Hyperbolic–sine constitutive model determined hot deformation mechanisms and workability response of Al–Zn/Cu and Al–Zn/SiC based composites

Abstract

The response to hot deformation of Al–Zn - based composites reinforced with copper (Al–Zn/6Cu) and silicon carbide (Al–Zn/8SiC) particles was investigated. The composites were fabricated using two-step stir-casting process, and subjected to hot–compression testing at various deformation temperatures ranging from 250 to 350 °C, strain rates of 0.01, to 10s–1, and a total strain of 0.5. The deformation data were modeled using hyperbolic–sine equations with microstructural analysis conducted for validation of deformation mechanisms. The results show that the Al–Zn/Cu reinforced composites exhibited relatively higher plastic flow resistance in comparison with the Al–Zn/8SiC composite and the Al–Zn alloy.
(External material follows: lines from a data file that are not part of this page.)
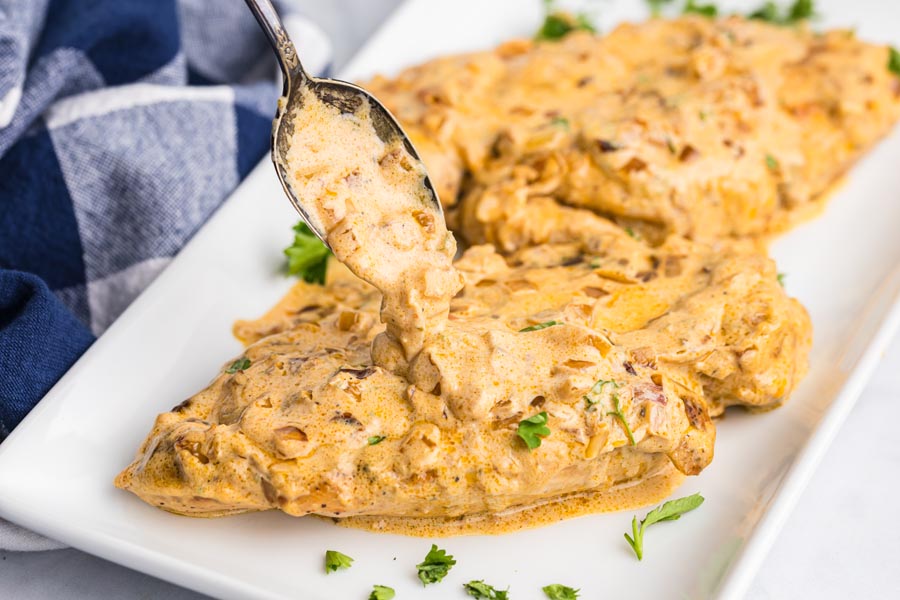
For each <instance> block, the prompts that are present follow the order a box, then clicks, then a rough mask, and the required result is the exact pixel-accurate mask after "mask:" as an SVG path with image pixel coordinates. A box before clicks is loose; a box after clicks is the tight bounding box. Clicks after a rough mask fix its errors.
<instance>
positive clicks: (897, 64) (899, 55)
mask: <svg viewBox="0 0 900 600" xmlns="http://www.w3.org/2000/svg"><path fill="white" fill-rule="evenodd" d="M888 71H890V72H891V73H893V74H894V75H897V76H900V52H898V51H897V49H896V48H894V47H893V46H891V47H890V48H888Z"/></svg>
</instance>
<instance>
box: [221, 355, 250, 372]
mask: <svg viewBox="0 0 900 600" xmlns="http://www.w3.org/2000/svg"><path fill="white" fill-rule="evenodd" d="M249 367H250V359H249V358H247V357H246V356H245V357H244V358H239V359H237V360H236V361H234V362H233V363H231V366H230V367H228V368H227V369H225V372H226V373H228V374H229V375H234V374H235V373H237V372H238V371H243V370H244V369H247V368H249Z"/></svg>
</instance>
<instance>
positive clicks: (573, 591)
mask: <svg viewBox="0 0 900 600" xmlns="http://www.w3.org/2000/svg"><path fill="white" fill-rule="evenodd" d="M541 589H542V590H543V591H544V595H545V596H547V597H548V598H549V599H550V600H578V592H579V591H580V590H573V589H572V588H570V587H569V586H566V585H562V584H559V583H554V584H552V585H546V586H544V587H542V588H541Z"/></svg>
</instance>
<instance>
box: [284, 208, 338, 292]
mask: <svg viewBox="0 0 900 600" xmlns="http://www.w3.org/2000/svg"><path fill="white" fill-rule="evenodd" d="M284 254H285V256H287V257H288V273H290V274H291V275H299V276H300V277H302V278H303V281H305V282H307V283H318V284H323V283H325V270H326V269H327V268H328V256H329V255H330V254H331V251H330V250H329V249H328V247H327V246H325V244H323V243H322V240H320V239H319V238H317V237H316V234H314V233H313V232H312V229H310V228H309V225H307V224H306V223H304V222H303V221H300V222H299V223H297V224H296V225H294V243H293V244H291V246H289V247H288V248H285V249H284Z"/></svg>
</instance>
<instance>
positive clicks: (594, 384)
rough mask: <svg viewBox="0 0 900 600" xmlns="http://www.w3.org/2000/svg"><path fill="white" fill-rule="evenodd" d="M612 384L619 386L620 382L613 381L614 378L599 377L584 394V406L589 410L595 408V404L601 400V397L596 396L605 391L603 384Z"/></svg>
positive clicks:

The microstructures of the deformed composites revealed the presence of deformation bands, indicating the persistence of work hardening during the hot deformation process. The activation energies data obtained at peak stress for the Al–Zn/6Cu was 26.2% higher than that for self–diffusion of Aluminium alloy (QSD ∼142 kJ/mol), suggesting that dynamic recrystallization (DRX) was the governing softening mechanism; however, this was inconsistent with microstructural evidence which suggested a predominance of work hardening. The value of the QHW, for Al–Zn/8SiC composite was 20.7% lower than that for self–diffusion of Aluminium alloy, suggesting dynamic recovery (DRV)as the deformation governing mechanism which was upheld by the microstructures. The stress exponent (n) values exceeded 5 for all compositions, which suggested that work hardening predominates over both DRX and DRV, and this was supported by the microstructure of the hot deformed samples. The stress exponent was noted to yield a more consistent and reliable prediction of the deformation mechanism than the activation energy parameter.